Soon, people suspected Evans of preaching to their Black servants because they were behaving better than before, changing the opinions of the townspeople and allowing him to preach in town. Later, White people also joined to listen to his preachings and subsequently helped build a meeting house sometime before 1800. The meeting house was soon expanded with sheds to accommodate the increasing congregants of both races. The chapel was chartered as Evans Chapel in 1801.

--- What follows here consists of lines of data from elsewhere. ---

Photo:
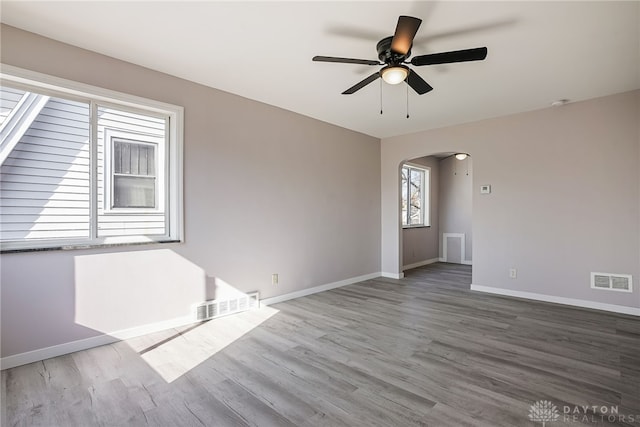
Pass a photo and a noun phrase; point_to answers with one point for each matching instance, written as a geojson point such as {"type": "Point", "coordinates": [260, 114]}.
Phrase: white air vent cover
{"type": "Point", "coordinates": [612, 282]}
{"type": "Point", "coordinates": [216, 308]}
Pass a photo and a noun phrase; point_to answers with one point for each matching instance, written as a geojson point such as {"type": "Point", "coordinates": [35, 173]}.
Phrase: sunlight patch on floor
{"type": "Point", "coordinates": [174, 357]}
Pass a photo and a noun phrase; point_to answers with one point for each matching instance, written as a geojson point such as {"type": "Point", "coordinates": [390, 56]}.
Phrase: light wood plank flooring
{"type": "Point", "coordinates": [419, 351]}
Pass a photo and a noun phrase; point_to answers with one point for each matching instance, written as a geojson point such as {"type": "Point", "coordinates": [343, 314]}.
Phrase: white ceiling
{"type": "Point", "coordinates": [538, 52]}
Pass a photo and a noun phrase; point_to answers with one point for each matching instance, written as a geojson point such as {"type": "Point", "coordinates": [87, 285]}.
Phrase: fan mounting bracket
{"type": "Point", "coordinates": [386, 55]}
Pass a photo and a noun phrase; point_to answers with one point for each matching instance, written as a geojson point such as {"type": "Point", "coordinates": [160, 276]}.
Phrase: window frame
{"type": "Point", "coordinates": [425, 187]}
{"type": "Point", "coordinates": [172, 196]}
{"type": "Point", "coordinates": [110, 136]}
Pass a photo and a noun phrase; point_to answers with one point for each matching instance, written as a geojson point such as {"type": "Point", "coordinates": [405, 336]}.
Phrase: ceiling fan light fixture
{"type": "Point", "coordinates": [394, 74]}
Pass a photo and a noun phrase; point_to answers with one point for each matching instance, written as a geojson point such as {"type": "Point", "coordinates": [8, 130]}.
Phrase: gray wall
{"type": "Point", "coordinates": [454, 207]}
{"type": "Point", "coordinates": [421, 244]}
{"type": "Point", "coordinates": [565, 196]}
{"type": "Point", "coordinates": [266, 191]}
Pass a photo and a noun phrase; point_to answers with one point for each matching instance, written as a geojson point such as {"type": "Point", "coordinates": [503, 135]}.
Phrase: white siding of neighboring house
{"type": "Point", "coordinates": [44, 182]}
{"type": "Point", "coordinates": [9, 98]}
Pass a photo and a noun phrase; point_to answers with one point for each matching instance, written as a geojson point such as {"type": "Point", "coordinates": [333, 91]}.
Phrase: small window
{"type": "Point", "coordinates": [83, 166]}
{"type": "Point", "coordinates": [134, 174]}
{"type": "Point", "coordinates": [415, 197]}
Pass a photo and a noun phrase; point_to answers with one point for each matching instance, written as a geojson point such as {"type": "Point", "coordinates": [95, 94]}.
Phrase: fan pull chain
{"type": "Point", "coordinates": [407, 101]}
{"type": "Point", "coordinates": [380, 96]}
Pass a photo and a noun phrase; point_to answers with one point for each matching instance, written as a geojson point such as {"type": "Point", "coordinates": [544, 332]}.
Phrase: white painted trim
{"type": "Point", "coordinates": [393, 275]}
{"type": "Point", "coordinates": [462, 238]}
{"type": "Point", "coordinates": [316, 289]}
{"type": "Point", "coordinates": [633, 311]}
{"type": "Point", "coordinates": [420, 264]}
{"type": "Point", "coordinates": [84, 344]}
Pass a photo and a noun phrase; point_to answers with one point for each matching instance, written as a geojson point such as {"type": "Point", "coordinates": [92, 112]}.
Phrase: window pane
{"type": "Point", "coordinates": [404, 189]}
{"type": "Point", "coordinates": [416, 197]}
{"type": "Point", "coordinates": [131, 180]}
{"type": "Point", "coordinates": [133, 192]}
{"type": "Point", "coordinates": [132, 158]}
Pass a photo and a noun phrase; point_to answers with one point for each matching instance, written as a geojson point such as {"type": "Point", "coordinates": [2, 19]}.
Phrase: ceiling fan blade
{"type": "Point", "coordinates": [476, 54]}
{"type": "Point", "coordinates": [346, 60]}
{"type": "Point", "coordinates": [405, 32]}
{"type": "Point", "coordinates": [373, 77]}
{"type": "Point", "coordinates": [417, 83]}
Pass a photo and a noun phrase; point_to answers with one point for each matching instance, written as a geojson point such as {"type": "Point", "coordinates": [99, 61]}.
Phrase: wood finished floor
{"type": "Point", "coordinates": [419, 351]}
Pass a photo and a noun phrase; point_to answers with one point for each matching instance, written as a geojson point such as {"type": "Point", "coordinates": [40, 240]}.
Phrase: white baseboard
{"type": "Point", "coordinates": [84, 344]}
{"type": "Point", "coordinates": [316, 289]}
{"type": "Point", "coordinates": [420, 264]}
{"type": "Point", "coordinates": [392, 275]}
{"type": "Point", "coordinates": [559, 300]}
{"type": "Point", "coordinates": [465, 262]}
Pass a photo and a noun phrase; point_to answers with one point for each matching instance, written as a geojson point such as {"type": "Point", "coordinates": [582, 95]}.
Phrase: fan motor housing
{"type": "Point", "coordinates": [386, 55]}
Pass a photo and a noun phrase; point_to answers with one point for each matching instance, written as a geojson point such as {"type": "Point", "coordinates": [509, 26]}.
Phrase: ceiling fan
{"type": "Point", "coordinates": [394, 51]}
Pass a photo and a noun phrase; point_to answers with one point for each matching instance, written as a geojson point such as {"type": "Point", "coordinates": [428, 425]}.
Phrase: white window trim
{"type": "Point", "coordinates": [51, 85]}
{"type": "Point", "coordinates": [426, 196]}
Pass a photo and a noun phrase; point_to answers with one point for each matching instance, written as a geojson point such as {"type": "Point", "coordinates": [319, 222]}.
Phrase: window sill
{"type": "Point", "coordinates": [87, 246]}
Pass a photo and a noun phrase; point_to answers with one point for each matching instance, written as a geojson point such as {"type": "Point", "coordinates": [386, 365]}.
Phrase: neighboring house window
{"type": "Point", "coordinates": [415, 196]}
{"type": "Point", "coordinates": [134, 174]}
{"type": "Point", "coordinates": [82, 166]}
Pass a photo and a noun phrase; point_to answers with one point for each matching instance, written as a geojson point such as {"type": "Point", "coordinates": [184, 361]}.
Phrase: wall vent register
{"type": "Point", "coordinates": [217, 308]}
{"type": "Point", "coordinates": [612, 282]}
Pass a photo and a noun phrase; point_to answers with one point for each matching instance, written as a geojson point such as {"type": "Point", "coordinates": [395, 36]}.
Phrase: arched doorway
{"type": "Point", "coordinates": [435, 210]}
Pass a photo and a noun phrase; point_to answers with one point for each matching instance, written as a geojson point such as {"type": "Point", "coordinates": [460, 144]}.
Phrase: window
{"type": "Point", "coordinates": [415, 196]}
{"type": "Point", "coordinates": [134, 175]}
{"type": "Point", "coordinates": [82, 166]}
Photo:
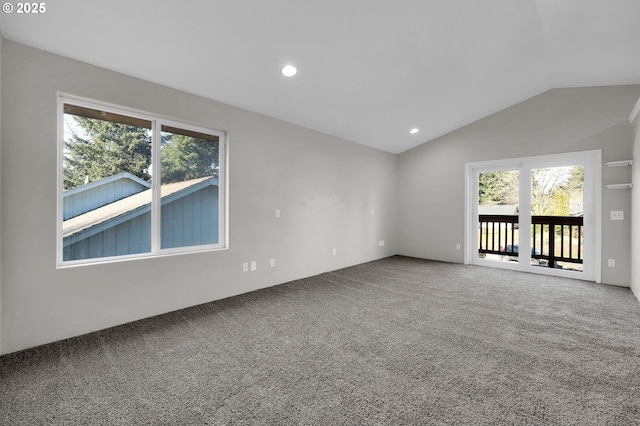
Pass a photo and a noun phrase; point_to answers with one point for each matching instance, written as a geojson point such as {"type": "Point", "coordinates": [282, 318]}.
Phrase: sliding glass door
{"type": "Point", "coordinates": [536, 214]}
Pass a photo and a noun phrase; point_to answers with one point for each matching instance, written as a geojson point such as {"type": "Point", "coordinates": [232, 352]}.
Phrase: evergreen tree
{"type": "Point", "coordinates": [187, 157]}
{"type": "Point", "coordinates": [105, 149]}
{"type": "Point", "coordinates": [496, 188]}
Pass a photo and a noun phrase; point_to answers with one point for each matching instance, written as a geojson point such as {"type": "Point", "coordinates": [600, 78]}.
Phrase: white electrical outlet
{"type": "Point", "coordinates": [617, 215]}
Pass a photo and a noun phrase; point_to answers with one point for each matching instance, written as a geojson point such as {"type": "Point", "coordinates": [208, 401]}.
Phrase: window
{"type": "Point", "coordinates": [132, 185]}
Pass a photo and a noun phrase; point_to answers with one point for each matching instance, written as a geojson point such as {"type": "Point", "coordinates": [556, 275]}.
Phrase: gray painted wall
{"type": "Point", "coordinates": [324, 187]}
{"type": "Point", "coordinates": [635, 210]}
{"type": "Point", "coordinates": [431, 176]}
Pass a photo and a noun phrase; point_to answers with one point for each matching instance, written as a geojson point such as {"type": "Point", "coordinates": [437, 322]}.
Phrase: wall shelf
{"type": "Point", "coordinates": [620, 186]}
{"type": "Point", "coordinates": [620, 163]}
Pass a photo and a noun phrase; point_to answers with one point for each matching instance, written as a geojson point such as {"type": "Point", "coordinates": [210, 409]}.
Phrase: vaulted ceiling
{"type": "Point", "coordinates": [368, 70]}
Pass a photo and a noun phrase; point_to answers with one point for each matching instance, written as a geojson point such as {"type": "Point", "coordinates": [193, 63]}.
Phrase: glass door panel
{"type": "Point", "coordinates": [557, 214]}
{"type": "Point", "coordinates": [498, 207]}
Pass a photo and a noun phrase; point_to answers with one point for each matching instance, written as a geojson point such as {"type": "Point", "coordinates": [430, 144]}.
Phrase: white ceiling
{"type": "Point", "coordinates": [368, 70]}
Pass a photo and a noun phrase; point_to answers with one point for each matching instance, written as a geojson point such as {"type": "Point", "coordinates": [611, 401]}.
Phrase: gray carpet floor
{"type": "Point", "coordinates": [391, 342]}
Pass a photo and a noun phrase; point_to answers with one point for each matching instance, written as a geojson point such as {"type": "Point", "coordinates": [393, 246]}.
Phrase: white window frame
{"type": "Point", "coordinates": [156, 206]}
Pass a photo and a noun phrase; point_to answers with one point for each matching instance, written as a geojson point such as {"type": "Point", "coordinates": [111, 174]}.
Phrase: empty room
{"type": "Point", "coordinates": [320, 212]}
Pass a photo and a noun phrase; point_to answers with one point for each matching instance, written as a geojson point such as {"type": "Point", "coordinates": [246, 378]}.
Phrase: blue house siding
{"type": "Point", "coordinates": [191, 220]}
{"type": "Point", "coordinates": [188, 218]}
{"type": "Point", "coordinates": [100, 193]}
{"type": "Point", "coordinates": [130, 237]}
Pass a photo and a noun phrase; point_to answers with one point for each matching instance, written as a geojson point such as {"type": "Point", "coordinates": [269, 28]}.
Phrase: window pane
{"type": "Point", "coordinates": [106, 184]}
{"type": "Point", "coordinates": [190, 192]}
{"type": "Point", "coordinates": [498, 206]}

Capers claimed that Evans never spoke to a White man with his hat down and never sat in their homes. He also wore clothes that were appropriate for Black people at that time. Lyerly, in her analysis of the experience of Black people in the Methodist church, stated that Evans's actions can be seen as acceptance of the racial hierarchy or as examples of what a Black leader had to do to survive in the South.

=== Death and legacy ===
Evans died on September 17, 1810 and was buried under the chancel of the meeting house. The Evans Metropolitan AME Zion Church was built on the site of Evans Chapel in 1893 and was named after Evans. The North Carolina Highway Historical Marker Program built a marker in Cumberland County in 1977 dedicated to Evans, which reads:

Free black cobbler & minister. Built first Methodist church in Fayetteville. Died 1810. Buried 2 blocks north.

William Capers considered him to be the "father of the Methodist church, white and black, in Fayetteville, and the best preacher of his time in that quarter", likening him to a "Boanerges", a surname given by Jesus to James and John due to their temper. Lyerly claimed that Capers was torn between his respect for Evans and his racism, due to his contradictory portrayal of Evans's personality as humble as well as challenging racial norms. Lyerly also acknowledged Evans's efforts to keep the meeting house open despite racist threats and prohibition, saying that he was not a tool for White authority.